Les avions chinois ont récemment multiplié les incursions. Un record de 150 appareils, dont des bombardiers H-6 à capacité nucléaire, ont pénétré la zone d'identification de défense aérienne taïwanaise dans les jours précédant et suivant le 1er octobre, date de le fête nationale en Chine.
Les incursions chinoises ont également suscité des critiques de la part de Washington. Joe Biden a assuré avoir discuté de Taïwan avec son homologue chinois le mois dernier. "Nous respecterons l'accord sur Taïwan", a affirmé le président américain. "Nous avons dit clairement que je ne pense pas qu'il devrait faire autre chose que de respecter l'accord", faisant visiblement référence à la politique américaine en vigueur depuis le transfert américain de la reconnaissance diplomatique de Taipei à Pékin en 1979.
En vertu de cet arrangement, les États-Unis fournissent à Taïwan du matériel militaire pour se défendre, dans le cadre d'une relation non officielle et non diplomatique. Un porte-parole de la présidente Tsai Ing-wen a aussi déclaré que Taïwan avait contacté Washington suite aux remarques de Joe Biden et avait reçu l'assurance que la politique américaine à l'égard de l'île "restait inchangée".

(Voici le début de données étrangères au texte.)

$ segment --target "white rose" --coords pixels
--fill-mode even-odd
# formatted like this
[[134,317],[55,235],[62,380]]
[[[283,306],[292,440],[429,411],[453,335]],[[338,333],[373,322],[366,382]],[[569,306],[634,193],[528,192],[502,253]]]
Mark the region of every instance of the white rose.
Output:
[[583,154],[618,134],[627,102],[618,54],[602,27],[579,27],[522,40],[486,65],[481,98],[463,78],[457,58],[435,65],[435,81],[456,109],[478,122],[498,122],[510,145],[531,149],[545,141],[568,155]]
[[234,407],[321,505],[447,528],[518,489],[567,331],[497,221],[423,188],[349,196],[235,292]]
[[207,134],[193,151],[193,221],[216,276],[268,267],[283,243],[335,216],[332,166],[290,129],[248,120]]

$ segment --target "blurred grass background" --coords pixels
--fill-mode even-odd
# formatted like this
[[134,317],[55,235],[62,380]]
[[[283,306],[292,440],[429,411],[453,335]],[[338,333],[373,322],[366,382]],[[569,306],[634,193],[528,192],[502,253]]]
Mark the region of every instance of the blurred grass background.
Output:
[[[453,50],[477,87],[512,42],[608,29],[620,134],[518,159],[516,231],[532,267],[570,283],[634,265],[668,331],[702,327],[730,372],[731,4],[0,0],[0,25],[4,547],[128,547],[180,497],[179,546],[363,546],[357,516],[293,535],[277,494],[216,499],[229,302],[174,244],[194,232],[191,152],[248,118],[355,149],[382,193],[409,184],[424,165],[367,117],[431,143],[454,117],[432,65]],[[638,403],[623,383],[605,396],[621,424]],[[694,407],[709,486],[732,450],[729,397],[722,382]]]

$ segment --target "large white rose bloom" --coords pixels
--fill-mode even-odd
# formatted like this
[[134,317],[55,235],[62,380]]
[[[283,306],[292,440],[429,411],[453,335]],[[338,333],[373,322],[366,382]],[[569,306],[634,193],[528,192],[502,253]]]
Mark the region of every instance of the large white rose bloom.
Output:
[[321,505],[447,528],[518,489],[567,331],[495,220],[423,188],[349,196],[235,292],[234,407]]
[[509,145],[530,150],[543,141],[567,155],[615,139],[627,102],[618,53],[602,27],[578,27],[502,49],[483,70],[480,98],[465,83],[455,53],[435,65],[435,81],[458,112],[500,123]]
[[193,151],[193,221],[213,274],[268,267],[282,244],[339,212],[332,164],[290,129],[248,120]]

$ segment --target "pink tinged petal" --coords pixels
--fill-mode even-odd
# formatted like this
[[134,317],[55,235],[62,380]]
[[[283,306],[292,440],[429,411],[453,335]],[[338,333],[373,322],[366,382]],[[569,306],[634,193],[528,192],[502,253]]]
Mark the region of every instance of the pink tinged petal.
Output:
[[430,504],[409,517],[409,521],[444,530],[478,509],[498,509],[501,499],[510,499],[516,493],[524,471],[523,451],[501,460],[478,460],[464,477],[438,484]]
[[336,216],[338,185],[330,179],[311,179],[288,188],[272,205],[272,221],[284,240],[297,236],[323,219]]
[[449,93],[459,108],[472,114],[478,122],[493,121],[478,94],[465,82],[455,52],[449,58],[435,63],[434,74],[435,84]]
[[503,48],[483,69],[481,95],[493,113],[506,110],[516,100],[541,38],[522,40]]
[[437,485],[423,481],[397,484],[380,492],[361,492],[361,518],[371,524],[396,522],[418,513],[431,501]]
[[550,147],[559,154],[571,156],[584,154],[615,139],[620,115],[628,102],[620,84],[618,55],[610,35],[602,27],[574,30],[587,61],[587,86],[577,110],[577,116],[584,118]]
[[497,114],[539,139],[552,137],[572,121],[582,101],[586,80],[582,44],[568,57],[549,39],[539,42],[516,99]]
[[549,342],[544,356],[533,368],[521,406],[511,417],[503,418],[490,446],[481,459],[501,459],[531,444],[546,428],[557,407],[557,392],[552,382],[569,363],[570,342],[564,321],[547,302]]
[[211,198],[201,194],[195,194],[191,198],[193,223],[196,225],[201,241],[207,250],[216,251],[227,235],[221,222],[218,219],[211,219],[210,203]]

Sauf que si la position de Washington est, du moins officiellement, immuable, le rapport de force est, lui, en train de basculer. Désormais à la tête de l'armée chinoise la plus puissante de son histoire, (le budget de la défense pourrait monter à 270 milliards de dollars d'ici 2023), Xi Jinping bombe le torse tout en multipliant les simulations d'une invasion de l'île. Taipei estime ainsi que Pékin serait en mesure de lancer une attaque de grande envergure en 2025.
Les militaires chinois n'hésitent d'ailleurs plus à défier publiquement leurs homologues américains. Un officier a récemment averti à la télévision Washington et Tapei "de ne pas jouer avec le feu sur la question de Taïwan et de s'immoler eux-mêmes".
"La question de Taïwan a cessé d'être une sorte de question étroite et confidentielle", assure au New York Times Evan Medeiros, ancien conseiller de sécurité nationale de Barack Obama. "Elle est devenue un théâtre central, sinon le drame central, dans la compétition stratégique américano-chinoise".
Avec Taïwan, la tension monte donc encore d'un cran entre les deux superpuissances, alors que les États-Unis font désormais de la zone indopacifique leur première priorité. Dans ce contexte, un objet non identifié a heurté un sous-marin nucléaire américain début octobre en mer de Chine méridionale, zone aussi largement revendiquée par Pékin, et autre potentiel théâtre à un conflit larvé avec Washington.